Sometimes these dreams become imperative. The boundary between the condition of hope and the necessity of will proved porous in the 20th century. The politics, once the province of ordinary life became transcendent. Suddenly people didn't want just the letters delivered or the peace kept. They wanted more than the boring functions of government; they wanted "living space" and "paradises on earth" and free this, free that. They followed men who promised to give it them. Politics became part of an 'unutterable vision' without which the world could not be allowed to continue.
And like a mirage the Dream -- at least for millions in the 20th century -- vanished. Just like that.
At the end what the Children of the Dream wanted most were a roof; a warm room; and the 101st Airborne to protect them by the lullaby of sounds once familiar before they were in our sophistication pawned to pay for our visions.

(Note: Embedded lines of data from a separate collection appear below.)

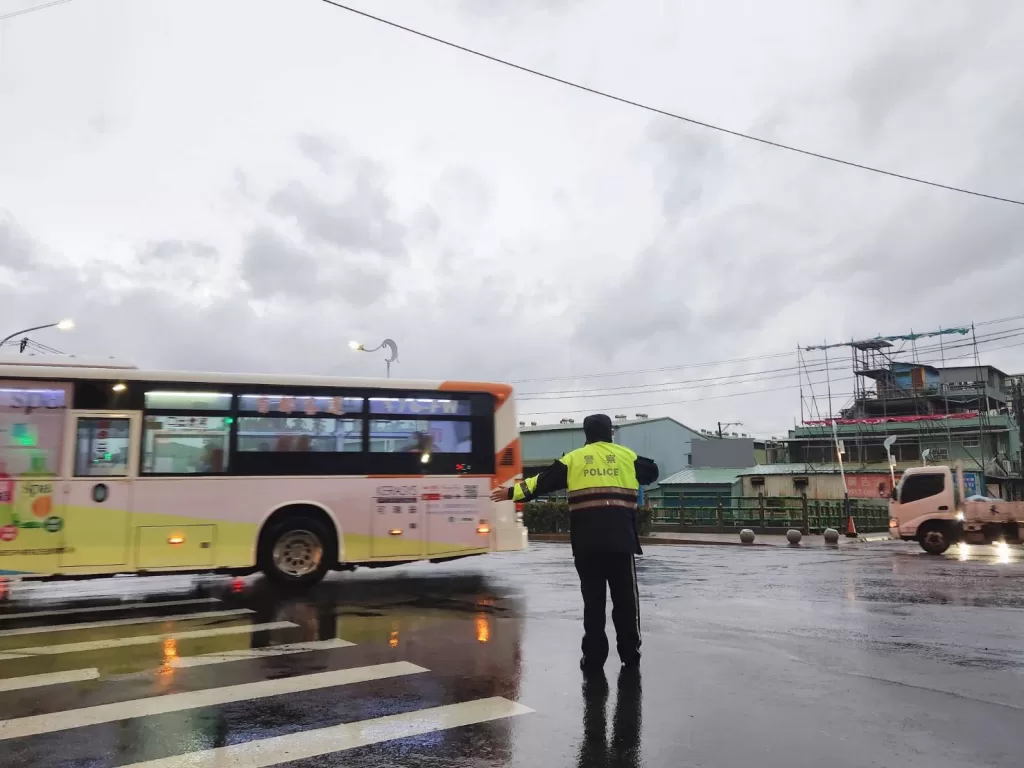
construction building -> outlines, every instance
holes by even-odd
[[[833,474],[841,456],[849,473],[883,477],[890,461],[896,474],[959,461],[968,493],[1019,495],[1021,425],[1013,406],[1020,393],[1011,377],[990,365],[895,360],[892,338],[845,345],[853,352],[852,403],[834,418],[821,413],[820,393],[811,407],[802,403],[805,418],[790,432],[788,460]],[[869,485],[873,494],[875,483]]]

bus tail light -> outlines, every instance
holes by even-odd
[[[895,517],[890,517],[889,518],[889,527],[890,528],[899,528],[900,527],[900,521],[897,520]]]
[[[491,526],[487,524],[486,520],[481,520],[480,525],[477,526],[476,532],[483,535],[491,532]]]
[[[182,536],[180,533],[176,533],[173,536],[168,536],[167,537],[167,543],[168,544],[184,544],[185,543],[185,537]]]
[[[388,535],[389,536],[401,536],[402,535],[402,529],[401,528],[392,528],[390,531],[388,531]]]
[[[516,502],[516,522],[523,522],[523,503]]]

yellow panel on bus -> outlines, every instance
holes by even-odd
[[[135,529],[135,563],[150,568],[209,568],[214,565],[214,525],[141,526]]]

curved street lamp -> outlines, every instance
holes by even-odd
[[[388,366],[388,378],[391,378],[391,364],[398,362],[398,345],[395,344],[395,342],[392,339],[384,339],[384,341],[382,341],[373,349],[367,349],[364,344],[358,341],[350,341],[348,345],[356,352],[376,352],[378,349],[383,349],[384,347],[387,347],[391,355],[390,357],[386,358],[384,362],[387,363]]]
[[[47,323],[46,325],[37,325],[32,328],[26,328],[22,331],[16,331],[12,333],[10,336],[5,336],[4,339],[0,341],[0,348],[3,348],[4,344],[13,339],[15,336],[21,336],[23,333],[32,333],[32,331],[43,331],[46,330],[47,328],[56,328],[57,330],[60,331],[70,331],[74,327],[75,321],[72,320],[71,318],[67,318],[65,320],[61,320],[59,323]]]

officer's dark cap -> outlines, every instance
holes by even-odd
[[[588,443],[610,443],[612,441],[612,420],[605,413],[595,413],[583,420],[583,434]]]

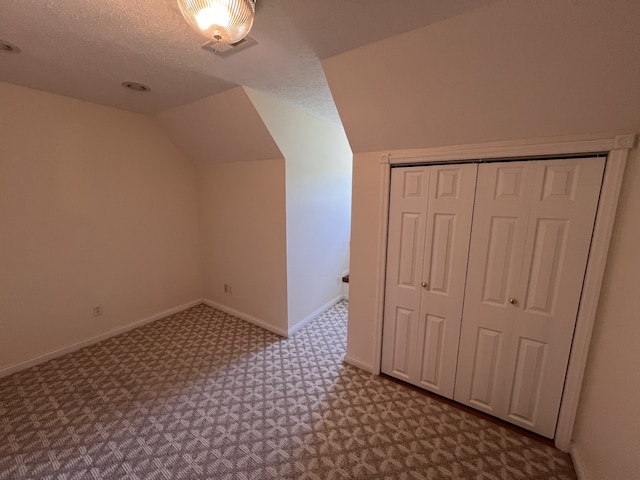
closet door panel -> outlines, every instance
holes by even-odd
[[[442,385],[442,369],[445,361],[445,335],[447,319],[426,314],[418,327],[418,351],[420,352],[420,384],[436,389]]]
[[[391,171],[382,371],[405,381],[415,379],[418,372],[416,340],[428,193],[428,167]]]
[[[520,337],[511,389],[511,421],[531,426],[540,404],[541,384],[547,360],[547,344]]]
[[[525,311],[553,315],[558,300],[558,281],[566,260],[570,229],[568,218],[535,218],[528,281],[522,291]]]
[[[513,262],[518,260],[513,240],[519,224],[522,222],[516,216],[491,218],[487,236],[487,262],[482,278],[482,302],[487,305],[504,306],[507,301],[507,288],[514,271]]]
[[[453,397],[475,164],[394,168],[382,371]]]
[[[547,437],[557,412],[604,173],[604,158],[536,162],[513,343],[509,421]],[[529,372],[529,373],[525,373]],[[522,376],[526,381],[520,381]],[[524,406],[527,408],[524,408]],[[526,413],[526,414],[525,414]]]
[[[497,163],[478,173],[455,398],[550,438],[604,163]]]
[[[404,380],[410,379],[411,373],[411,339],[416,326],[415,311],[401,307],[395,309],[393,324],[393,358],[388,366],[388,373]]]
[[[477,165],[430,168],[417,384],[453,398]]]
[[[429,252],[431,271],[428,273],[429,291],[450,295],[456,215],[450,213],[430,214],[429,224],[431,227],[431,232],[429,232],[431,233],[431,251]]]
[[[509,401],[505,359],[513,356],[514,305],[522,272],[531,162],[478,167],[458,370],[454,398],[499,415]]]
[[[496,370],[500,364],[502,332],[479,328],[473,358],[469,403],[486,411],[493,410]]]

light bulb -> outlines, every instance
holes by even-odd
[[[213,25],[228,28],[231,23],[231,12],[224,5],[211,5],[196,14],[196,23],[200,30],[205,31]]]

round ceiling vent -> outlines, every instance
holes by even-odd
[[[144,85],[142,83],[137,82],[122,82],[121,84],[124,88],[129,90],[133,90],[134,92],[150,92],[151,87]]]
[[[20,53],[20,49],[9,42],[0,40],[0,53]]]

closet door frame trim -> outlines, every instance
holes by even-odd
[[[384,316],[385,276],[387,263],[387,231],[389,228],[389,190],[393,165],[424,165],[465,161],[526,160],[527,158],[558,157],[565,155],[606,154],[600,201],[596,212],[591,249],[585,273],[580,308],[567,367],[565,388],[554,442],[558,449],[568,452],[580,399],[580,390],[587,363],[587,354],[600,299],[602,278],[607,263],[611,232],[618,206],[618,197],[629,150],[635,147],[635,134],[616,136],[579,136],[494,142],[474,145],[437,147],[410,152],[382,155],[380,159],[380,228],[378,232],[378,278],[376,288],[376,315],[374,318],[373,373],[380,374],[382,362],[382,323]]]

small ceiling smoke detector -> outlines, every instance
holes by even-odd
[[[144,85],[142,83],[122,82],[121,85],[124,88],[127,88],[129,90],[133,90],[134,92],[150,92],[151,91],[151,87],[148,87],[147,85]]]
[[[20,53],[20,49],[9,42],[0,40],[0,53]]]

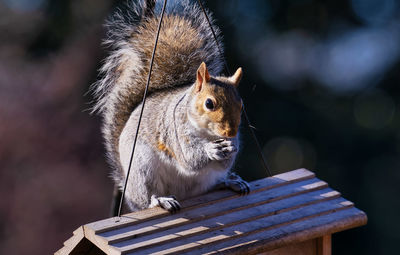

"Do you remember the Shire, Mr. Frodo? It'll be spring soon, and the orchards will be in blossom. And the birds will be nesting in the hazel thicket. And they'll be sowing the summer barley in the lower fields. And they'll be eating the first of the strawberries with cream. Do you remember the taste of strawberries?"
We will remember the Shire only when we have come within an inch of losing it or perhaps only after we have lost it. What is hope? To a spark flashing through the dark it is remembering that "for that night, we were OK".